New Section 8. Linear Regression Analyses

In Section 8, we expect you to present all relevant code used to produce your final results. No output should be presented in this section (or in Section 9) without commentary. This should describe the fitting and evaluation of two models: a “main effects” model (model A), and an “augmented” model (model B). We’re primarily interested in a clear presentation. The following eight elements should be presented, in properly labeled subsections of section 8, using the labels in bold below.

  1. Missingness your approach to dealing with missing data, if applicable
    • we prefer imputation (simple or multiple) to complete case analysis
    • if you have a sample with no missing data, specify that (again) here
  2. Outcome Transformation your approach to transforming the outcome variable, including an appropriate Box-Cox assessment
  3. Scatterplot Matrix and Collinearity a scatterplot matrix including the (possibly transformed) outcome and all predictors that make it into your “main effects” model
    • be sure to evaluate collinearity between predictors, either through perusing and discussing the correlations in the scatterplot matrix, or with variance inflation factors
  4. Model A: your initial “main effects” model
    • remember that your model must include at least four predictors, of which at least one must be quantitative and one must be multi-categorical
    • we discourage the use of stepwise, best subsets, or other semi-automated model selection strategies, instead please use your problem-based understanding to select variables and use them all.
    • in presenting your main effects model you should show:
      • a tidied table of regression coefficients
      • key fit summary statistics like R-square, AIC and BIC, and
      • the four key diagnostic plots of residuals, with an appropriate interpretation of what you see
  5. Non-Linearity your process for making decisions about how to capture potential non-linearity
    • what did the Spearman \(\rho^2\) plot suggest and how did you spend your degrees of freedom?
      • If the (apparently strongest - furthest to the right) predictor in the \(\rho^2\) plot is quantitative, you should be thinking first about a restricted cubic spline with 4 or 5 knots,
      • If the largest \(\rho^2\) is associated with a binary or a multi-categorical predictor, create an interaction term with the second-largest \(\rho^2\) predictor.
      • If you still have degrees of freedom you’re willing to spend after this, proceed down to the second largest predictor in terms of \(\rho^2\), and proceed similarly to the third largest after that.
    • Regardless of your sample size, please use about 6 additional degrees of freedom beyond the main effects model to account for non-linearity, and add at most 3 non-linear terms to your model.
  6. Model B: fitting your “augmented model” incorporating non-linear terms
    • unless you’re doing multiple imputation you’ll want to be sure you demonstrate that you can fit this using either ols or lm, since you might need either approach for a complete assessment of the model (if you’re doing multiple imputation, you can stick with ols)
    • you’ll need to present a plot of the effects from plot(summary(modelname)) for this augmented model, using ols
    • you’ll also need to present the residual plots for the model you’ve fit, which is easiest to do if you fit the model with lm.

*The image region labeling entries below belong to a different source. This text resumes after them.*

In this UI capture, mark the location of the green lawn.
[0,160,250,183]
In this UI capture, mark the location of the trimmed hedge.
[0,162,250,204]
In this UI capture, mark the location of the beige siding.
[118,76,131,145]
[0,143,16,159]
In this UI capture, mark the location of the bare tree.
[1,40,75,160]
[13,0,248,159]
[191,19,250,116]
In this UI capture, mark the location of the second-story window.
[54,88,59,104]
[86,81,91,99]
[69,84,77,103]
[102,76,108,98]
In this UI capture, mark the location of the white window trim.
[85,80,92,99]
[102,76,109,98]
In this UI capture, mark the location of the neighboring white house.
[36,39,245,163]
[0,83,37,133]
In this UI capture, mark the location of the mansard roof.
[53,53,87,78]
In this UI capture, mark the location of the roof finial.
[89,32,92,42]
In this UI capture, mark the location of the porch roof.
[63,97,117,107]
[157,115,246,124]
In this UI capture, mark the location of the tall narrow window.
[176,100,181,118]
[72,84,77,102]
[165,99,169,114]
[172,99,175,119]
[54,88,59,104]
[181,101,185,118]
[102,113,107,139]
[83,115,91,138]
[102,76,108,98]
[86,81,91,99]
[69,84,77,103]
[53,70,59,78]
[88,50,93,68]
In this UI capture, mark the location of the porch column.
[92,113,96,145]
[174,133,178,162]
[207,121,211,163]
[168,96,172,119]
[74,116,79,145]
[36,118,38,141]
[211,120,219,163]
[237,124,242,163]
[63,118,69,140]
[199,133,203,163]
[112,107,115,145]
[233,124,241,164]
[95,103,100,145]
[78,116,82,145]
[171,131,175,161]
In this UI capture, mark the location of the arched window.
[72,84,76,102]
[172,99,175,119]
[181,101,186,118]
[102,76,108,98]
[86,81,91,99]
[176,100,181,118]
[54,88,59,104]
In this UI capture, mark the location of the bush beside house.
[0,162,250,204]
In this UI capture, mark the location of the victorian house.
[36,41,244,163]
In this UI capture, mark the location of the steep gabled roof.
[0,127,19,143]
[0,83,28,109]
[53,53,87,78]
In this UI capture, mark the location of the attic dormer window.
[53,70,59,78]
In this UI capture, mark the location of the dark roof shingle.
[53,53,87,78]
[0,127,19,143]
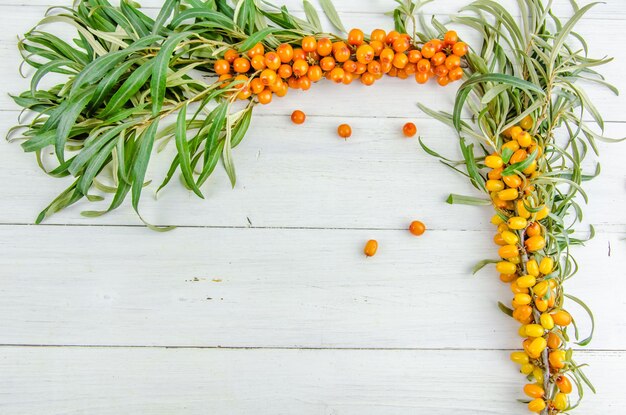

If you’ve used multiple imputation, prepare a residuals vs. fitted values plot and evaluate it using ols.
  7. Validating the Models the results of a validation comparison of the “augmented model” B to the “main effects” model A which should help you select a “final model” from the two possibilities. You should produce validated \(R^2\) statistics for Models A and B within ols through the validate function. In addition, you might consider
    • an initial partition into training and test samples,
    • or a k-fold cross-validation strategy, should you deem that useful.
  8. Final Model This section should end with a clear statement of the model you prefer (the “main effects model A” or the “augmented model B”) based on your overall assessment of fit quality, adherence to assumptions as seen in residuals, and whether adding the terms in the augmented model yields an improvement that is worth the complication of adding the non-linear terms. No output should be provided in this section without text annotation and commentary to clarify your results.
    • You should land on a single, final model, using both statistical and non-statistical considerations to make a decision between model A and model B.
    • An appropriate summary of the final model you landed on should start with a listing of the model parameters for a model fit to the entire data set (after imputation as needed) with appropriate confidence intervals, and a table or (better) plot of the effect sizes.
    • Specify the effect sizes for all elements of your final model numerically (with both a point estimate and a confidence interval), and graphically (with a plot of those effects (probably through plot(summary(yourmodel)).
    • Then write a detailed and correct description of the effect of at least one predictor on your outcome for your linear regression model, providing all necessary elements of such a description, and link this directly to what the plot is telling you.
    • We prefer you discuss a scientifically meaningful effect, should one exist. Pick an effect to describe that is interesting to you.
    • You should display an appropriate (corrected through validation) estimate of R-square for your final model
    • The final part of your summary of the final model should be a nomogram with a demonstration of a prediction (and appropriate prediction interval) for a new subject of interest.
    • Your prediction (and its prediction interval) should be back transformed to the original scale of your outcome, if you transformed your outcome before building your model.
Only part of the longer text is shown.